A senior Oxford staff member took to the airwaves this weekend as a guest on the hit Radio 4 show Desert Island Discs.
Dame Elish Angiolini, Principal of St Hugh’s College and a former Solicitor General for Scotland, appeared on the show on Sunday morning.
When asked what the response to the show had been in college, Dame Elish said: “[There was] much hilarity at my eclectic music selection but at least no one can accuse me of hiring a PR company to help!”
Her music choices include the American disco star Donna Summer’s 1979 track “On the Radio”, as well as Northern Irish singer-songwriter Van Morrison’s 1989 ballad “Have I Told You Lately”.
She chose The Oxford Anthology of Poetry as her one book and selected a photograph of loved ones as her single luxury item.
Dame Elish was born into a working-class family in inner-city Glasgow and after a successful law career served as the first female Lord Advocate, the chief legal officer of the Scottish Government. She was made a Dame in 2011 and was appointed Principal of St Hugh’s in 2012.
In 1984 she was hurt in a train accident on the Edinburgh to Glasgow line which killed 13 people and left her badly injured. She told the programme that the song “Una Furtiva Lagrima” (A Furitve Tear) brought her comfort in the days after the crash.
“[The crash] had a profound psychological impact on me as a young girl, I’d just started my career in law. The sense of guilt that I also had about surviving, I don’t think that’s what I expected.”
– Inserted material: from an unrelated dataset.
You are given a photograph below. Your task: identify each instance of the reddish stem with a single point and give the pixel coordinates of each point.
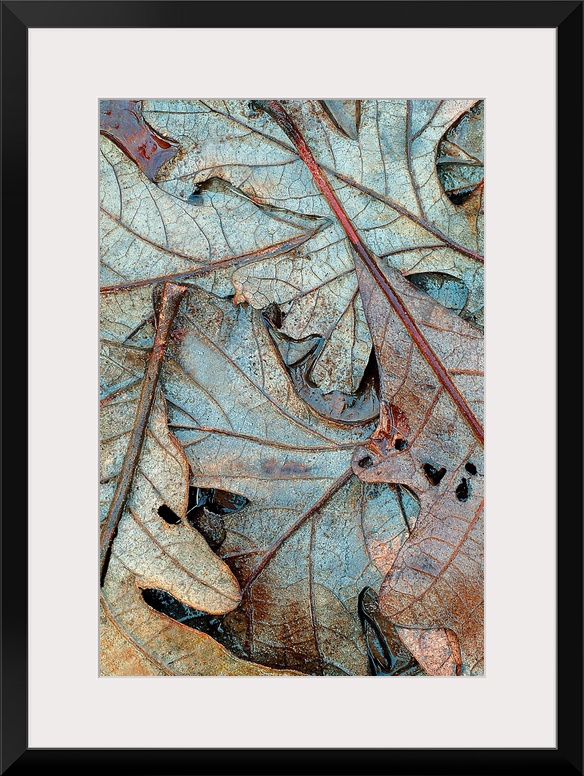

“The overwhelming sense that I came out with was one of survival, and it has to be a great instinct, which was ‘Seize the day’. You have no idea how long you’re going to be here.”
Amusingly, she told Young that – despite a long legal career – her first experience of a miscarriage of justice took place in her home as a child, when her brother pressured her into taking the blame for a missing slice of cake.
“My mother would make about four Christmas cakes every year, and one was on the wire rack cooling and when she came back in that evening there was a piece missing from the top,” she said.
“My brother looked at me…and I confessed to it. I confessed to it because I thought he would get into more trouble than I would. I never quite forgave my brother for making me undergo this presumption of guilt.”
“It’s made me conscious in my forensic career later on that people do confess to crimes which they’re not guilty of.”